Department of Computational Molecular Biology, Max-Planck-Institute for Molecular Genetics, Berlin, Germany.
J Am Med Inform Assoc. 2012 Mar-Apr;19(2):255-62. doi: 10.1136/amiajnl-2010-000004. Epub 2011 Aug 28.
Renal transplantation has dramatically improved the survival rate of hemodialysis patients. However, with a growing proportion of marginal organs and improved immunosuppression, it is necessary to verify that the established allocation system, mostly based on human leukocyte antigen matching, still meets today's needs. The authors turn to machine-learning techniques to predict, from donor-recipient data, the estimated glomerular filtration rate (eGFR) of the recipient 1 year after transplantation.
The patient's eGFR was predicted using donor-recipient characteristics available at the time of transplantation. Donors' data were obtained from Eurotransplant's database, while recipients' details were retrieved from Charité Campus Virchow-Klinikum's database. A total of 707 renal transplantations from cadaveric donors were included.
Two separate datasets were created, taking features with <10% missing values for one and <50% missing values for the other. Four established regressors were run on both datasets, with and without feature selection.
The authors obtained a Pearson correlation coefficient between predicted and real eGFR (COR) of 0.48. The best model for the dataset was a Gaussian support vector machine with recursive feature elimination on the more inclusive dataset. All results are available at http://transplant.molgen.mpg.de/.
For now, missing values in the data must be predicted and filled in. The performance is not as high as hoped, but the dataset seems to be the main cause.

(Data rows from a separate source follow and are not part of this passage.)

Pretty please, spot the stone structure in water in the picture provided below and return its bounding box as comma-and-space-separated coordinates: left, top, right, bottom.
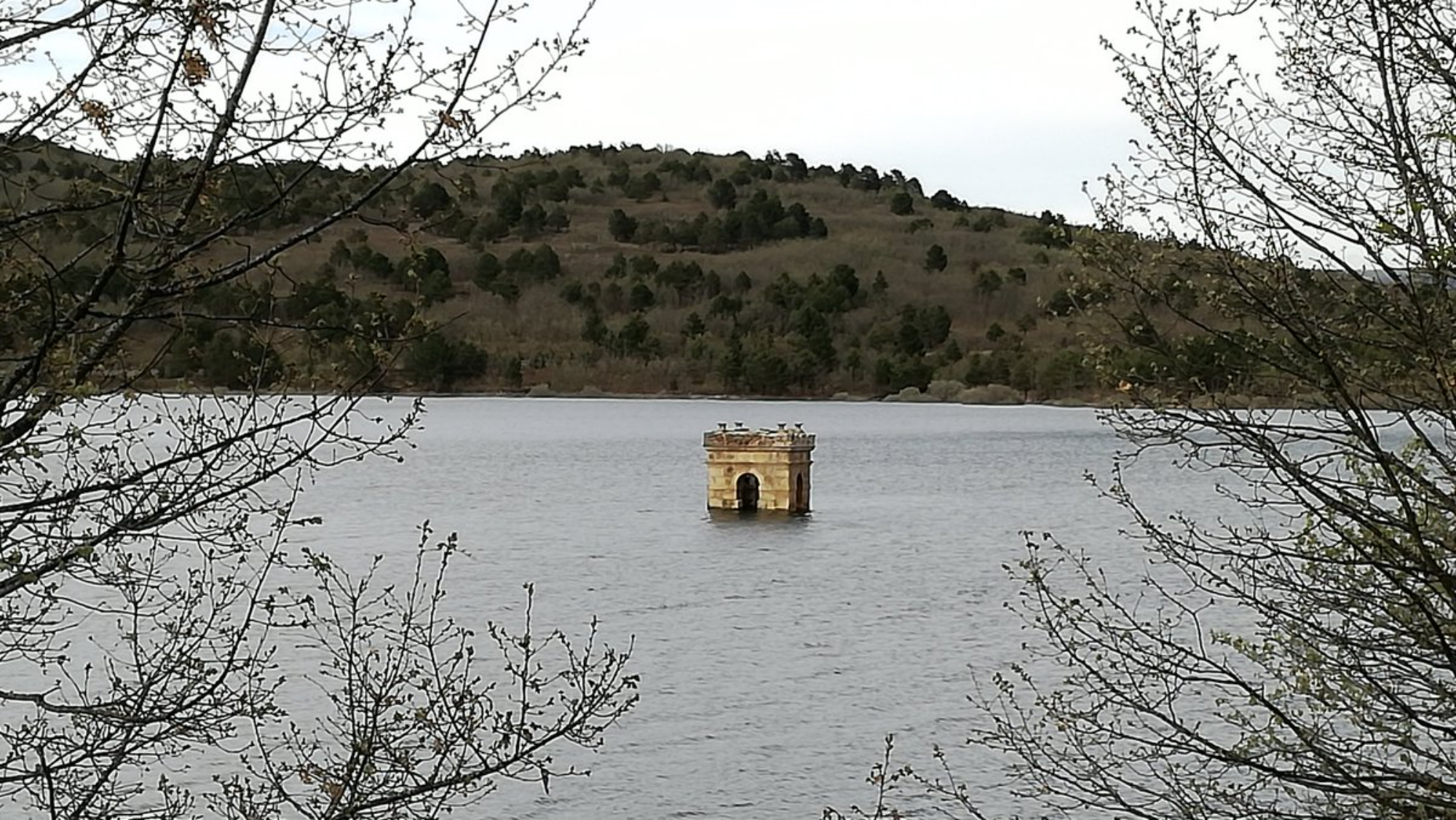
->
703, 421, 814, 513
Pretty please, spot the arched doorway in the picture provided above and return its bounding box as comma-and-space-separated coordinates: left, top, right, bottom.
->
738, 472, 759, 510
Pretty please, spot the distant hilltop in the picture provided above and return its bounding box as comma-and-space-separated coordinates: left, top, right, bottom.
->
0, 146, 1147, 400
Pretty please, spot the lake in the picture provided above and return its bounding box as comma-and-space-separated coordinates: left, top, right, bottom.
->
290, 399, 1210, 819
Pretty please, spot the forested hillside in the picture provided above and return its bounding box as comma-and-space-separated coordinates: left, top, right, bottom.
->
0, 146, 1136, 399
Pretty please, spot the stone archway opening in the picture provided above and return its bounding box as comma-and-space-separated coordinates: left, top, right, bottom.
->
738, 472, 759, 511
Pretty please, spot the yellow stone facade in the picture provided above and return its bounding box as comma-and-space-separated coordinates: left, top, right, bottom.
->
703, 424, 814, 513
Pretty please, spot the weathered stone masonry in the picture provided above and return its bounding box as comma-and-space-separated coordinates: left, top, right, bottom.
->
703, 424, 814, 513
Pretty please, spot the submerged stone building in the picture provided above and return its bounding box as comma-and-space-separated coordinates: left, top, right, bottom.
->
703, 423, 814, 513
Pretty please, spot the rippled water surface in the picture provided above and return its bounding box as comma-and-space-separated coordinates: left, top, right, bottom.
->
296, 399, 1206, 819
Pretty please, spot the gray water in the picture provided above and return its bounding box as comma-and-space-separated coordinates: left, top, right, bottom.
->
290, 399, 1207, 819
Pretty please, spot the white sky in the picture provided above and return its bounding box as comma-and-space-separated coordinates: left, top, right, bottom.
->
495, 0, 1139, 221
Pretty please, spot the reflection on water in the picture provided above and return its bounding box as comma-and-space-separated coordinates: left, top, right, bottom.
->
290, 399, 1207, 819
705, 509, 814, 528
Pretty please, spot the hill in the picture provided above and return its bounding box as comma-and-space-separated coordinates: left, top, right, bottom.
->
0, 146, 1111, 399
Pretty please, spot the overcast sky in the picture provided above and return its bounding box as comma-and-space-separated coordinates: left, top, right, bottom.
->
496, 0, 1139, 221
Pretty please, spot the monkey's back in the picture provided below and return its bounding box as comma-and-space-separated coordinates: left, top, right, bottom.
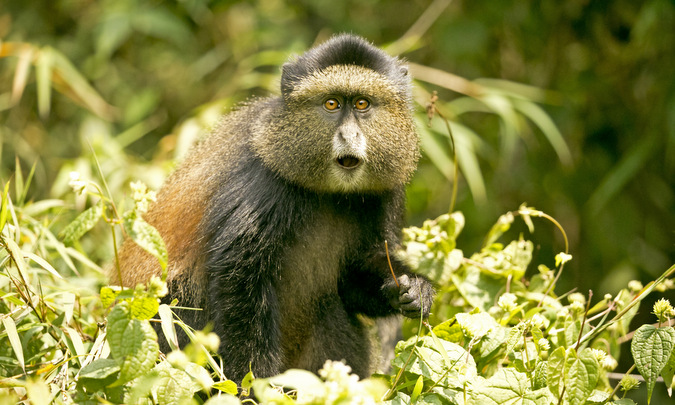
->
109, 100, 263, 305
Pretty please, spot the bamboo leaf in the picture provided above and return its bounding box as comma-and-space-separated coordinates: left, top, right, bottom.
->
513, 99, 572, 166
10, 44, 35, 104
0, 182, 9, 233
59, 203, 103, 245
23, 252, 63, 279
158, 304, 178, 350
2, 316, 26, 373
35, 47, 54, 119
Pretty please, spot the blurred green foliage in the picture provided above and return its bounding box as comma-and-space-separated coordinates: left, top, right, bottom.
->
0, 0, 675, 312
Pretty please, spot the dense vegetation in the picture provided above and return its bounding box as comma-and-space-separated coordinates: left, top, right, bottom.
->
0, 0, 675, 403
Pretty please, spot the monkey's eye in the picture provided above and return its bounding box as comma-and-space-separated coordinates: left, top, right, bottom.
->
323, 98, 340, 111
354, 98, 370, 111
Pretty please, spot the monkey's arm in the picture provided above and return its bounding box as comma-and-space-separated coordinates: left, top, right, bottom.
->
340, 248, 434, 318
205, 158, 304, 381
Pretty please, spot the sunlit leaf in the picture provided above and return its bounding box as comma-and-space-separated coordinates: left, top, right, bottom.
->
2, 316, 26, 372
108, 302, 159, 385
59, 203, 103, 245
630, 325, 675, 403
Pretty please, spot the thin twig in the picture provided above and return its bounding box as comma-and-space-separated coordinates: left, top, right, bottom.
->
384, 240, 401, 287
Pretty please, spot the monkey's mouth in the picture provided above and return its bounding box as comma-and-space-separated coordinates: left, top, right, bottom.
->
335, 155, 361, 170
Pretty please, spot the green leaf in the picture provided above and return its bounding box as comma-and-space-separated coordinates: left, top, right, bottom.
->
0, 182, 9, 232
131, 297, 159, 320
59, 203, 103, 245
661, 349, 675, 395
455, 312, 499, 339
410, 376, 424, 404
433, 318, 464, 344
213, 380, 239, 395
108, 302, 159, 386
392, 336, 478, 388
154, 362, 199, 405
546, 346, 566, 398
122, 211, 169, 278
630, 325, 675, 403
204, 395, 241, 405
512, 98, 572, 166
35, 46, 54, 118
2, 316, 26, 373
468, 368, 554, 405
77, 359, 120, 392
157, 304, 178, 350
483, 212, 514, 248
100, 286, 119, 308
564, 348, 600, 405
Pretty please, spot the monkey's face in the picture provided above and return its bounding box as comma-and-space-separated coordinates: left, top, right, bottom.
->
254, 65, 419, 193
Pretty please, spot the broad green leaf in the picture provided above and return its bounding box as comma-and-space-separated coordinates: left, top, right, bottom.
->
433, 318, 464, 344
532, 361, 548, 390
26, 379, 52, 404
59, 203, 103, 245
586, 390, 609, 404
77, 359, 120, 392
472, 325, 510, 362
410, 376, 424, 404
451, 264, 504, 312
108, 302, 159, 385
455, 312, 499, 339
630, 325, 675, 403
204, 395, 241, 405
2, 316, 26, 372
483, 212, 514, 248
661, 349, 675, 395
392, 336, 478, 388
153, 362, 199, 405
469, 368, 554, 405
564, 348, 600, 405
122, 211, 169, 272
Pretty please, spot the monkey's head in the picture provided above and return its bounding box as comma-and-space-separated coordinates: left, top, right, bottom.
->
253, 35, 419, 193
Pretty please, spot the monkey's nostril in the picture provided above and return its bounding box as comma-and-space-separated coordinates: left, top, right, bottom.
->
336, 156, 361, 169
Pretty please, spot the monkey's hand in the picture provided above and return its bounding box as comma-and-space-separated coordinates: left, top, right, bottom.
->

Predicting the outcome is possible with the dataset at hand (COR=0.48). Valuable features include age and creatinine levels of the donor, as well as sex and weight of the recipient.
肾移植显著提高了血液透析患者的存活率。然而,随着边缘器官比例的增加和免疫抑制的改善,有必要验证主要基于人类白细胞抗原匹配的现有分配系统是否仍然符合当今的需求。作者转向机器学习技术,从供体-受者数据中预测受者移植后 1 年的估计肾小球滤过率(eGFR)。
使用移植时供体-受者特征预测患者的 eGFR。供体数据来自 Eurotransplant 数据库,而受者详细信息从 Charité Campus Virchow-Klinikum 数据库中检索。共纳入 707 例尸体供肾移植。
创建了两个独立的数据集,一个数据集的特征缺失值<10%,另一个数据集的特征缺失值<50%。在两个数据集上运行了四个已建立的回归器,包括有无特征选择。
作者获得了预测和真实 eGFR 之间的皮尔逊相关系数(COR)为 0.48。对于更具包容性的数据集,具有递归特征消除的高斯支持向量机是数据集的最佳模型。所有结果均可在 http://transplant.molgen.mpg.de/ 获得。
目前,数据中的缺失值必须进行预测和填补。性能不如预期的高,但数据集似乎是主要原因。
使用手头的数据集进行预测是可行的(COR=0.48)。有价值的特征包括供体的年龄和肌酐水平,以及受者的性别和体重。